El señor de Valesnes buscaba en todas partes lindos pucheros que tapar, y a veces, sin dejar de correr tras de la fiera, se ocupaba en perseguir a las mujeres; pero las tierras estaban bien desprovistas de esta caza, y era muy difícil dar con una doncellez.
Sin embargo, a fuerza de husmear, a fuerza de rebuscar, ocurrió que el señor de Valesnes supo que en Tilhouze vivía la viuda de un tejedor, la cual tenía un verdadero tesoro en la persona de una muchachita de dieciséis años, de la que no se había apartado nunca y a quien acompañaba hasta el gabinete del trono, en su gran previsión maternal; además, la acostaba en su propia cama; la vigilaba, hacíala levantar de madrugada, empleábala en tales trabajos que, entre las dos, ganaban muy bien ocho sueldos cada día; y, llegada la fiesta, la llevaba a descansar a la iglesia, dejándole apenas tiempo para cambiar una palabra alegre con los mozos. Y aun era más difícil llegar con la mano a la doncella.

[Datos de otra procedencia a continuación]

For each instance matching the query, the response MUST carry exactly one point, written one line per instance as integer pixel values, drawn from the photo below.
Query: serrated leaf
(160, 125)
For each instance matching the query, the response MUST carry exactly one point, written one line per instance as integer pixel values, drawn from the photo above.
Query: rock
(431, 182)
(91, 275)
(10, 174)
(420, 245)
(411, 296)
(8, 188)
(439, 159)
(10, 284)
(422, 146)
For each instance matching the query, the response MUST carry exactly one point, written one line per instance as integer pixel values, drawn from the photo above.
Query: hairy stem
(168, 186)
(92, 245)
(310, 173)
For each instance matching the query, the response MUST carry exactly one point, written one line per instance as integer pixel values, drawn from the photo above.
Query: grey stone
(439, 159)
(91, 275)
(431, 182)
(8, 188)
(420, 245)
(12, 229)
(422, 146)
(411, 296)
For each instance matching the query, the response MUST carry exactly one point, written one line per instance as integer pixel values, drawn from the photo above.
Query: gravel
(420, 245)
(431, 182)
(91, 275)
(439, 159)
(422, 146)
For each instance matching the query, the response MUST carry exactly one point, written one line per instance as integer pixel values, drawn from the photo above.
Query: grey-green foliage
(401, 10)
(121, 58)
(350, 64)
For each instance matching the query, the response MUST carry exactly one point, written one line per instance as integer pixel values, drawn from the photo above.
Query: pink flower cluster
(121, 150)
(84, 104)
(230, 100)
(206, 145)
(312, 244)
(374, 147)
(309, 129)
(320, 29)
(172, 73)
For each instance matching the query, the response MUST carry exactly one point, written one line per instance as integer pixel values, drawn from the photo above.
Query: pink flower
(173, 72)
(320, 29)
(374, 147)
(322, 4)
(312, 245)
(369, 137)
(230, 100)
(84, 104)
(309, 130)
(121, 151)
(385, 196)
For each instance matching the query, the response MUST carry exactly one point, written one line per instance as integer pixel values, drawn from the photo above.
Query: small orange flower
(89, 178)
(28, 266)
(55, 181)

Pero aquellos tiempos eran tan duros, que la viuda y su hija tenían justamente el pan necesario para no morirse de hambre; y, como vivían con unos parientes pobres, a veces carecían de leña en invierno y de ropas en estío, debiendo una suma de alquileres capaz de asustar a un corchete, y eso que a esta clase de personas no les asustan fácilmente las deudas ajenas. Para acabar; si la muchacha crecía en belleza, la viuda crecía en miseria y se entrampaba más y más con la doncellez de su hija, como un alquimista con su crisol en el cual lo funde todo.
Cuando se hubo enterado bien de todo lo referente a estas personas, un lluvioso día, el señor de Valesnes presentóse en la choza de las dos hilanderas y, para secarse, envió a buscar leña al vecino bosque. Luego, esperándola, sentóse en un escabel entre las dos mujeres.
En la semi obscuridad de la cabana, veía el dulce rostro de la doncella de Tilhouze; sus bellos brazos, llenos y recios; sus delanteras duras como bastiones que defendieran su corazón del frío; su bien conformado talle y el conjunto fresco y atrayente de su hermosura. Tenía los ojos de un candido azul y la mirada aun más inocente que la de la Virgen, pues estaba menos adelantada que ésta, por no haber tenido aun ningún hijo.
Al que le hubiese dicho: ¿Queréis que lo hagamos?», le hubiera contestado: «¿Cómo? ¿Por dónde?». Tan ingenua era y tan poco al corriente estaba de la cosa. Así que el buen señor se retorcía en su escabel, olfateaba a la joven y se descoyuntaba el cuello queriendo alcanzar algo que no se le había ofrecido.
La madre, que lo veía, no soltaba ni una palabra, por miedo al viejo señor, que lo era de todo el país.
Cuando la leña empezó a arder en el hogar:
—¡Ajajá!—dijo el de Valesnes a la anciana—. Esto calienta tanto como los ojos de vuestra hija.
—Tal vez, monseñor—replicó ella—; pero nada podemos cocer con ese fuego...
—Sí—contestó el anciano.
—¿Cómo?
—Amiga mía, prestad vuestra muchacha a mi mujer, que necesita una camarera; os daremos dos haces de leña todos los días.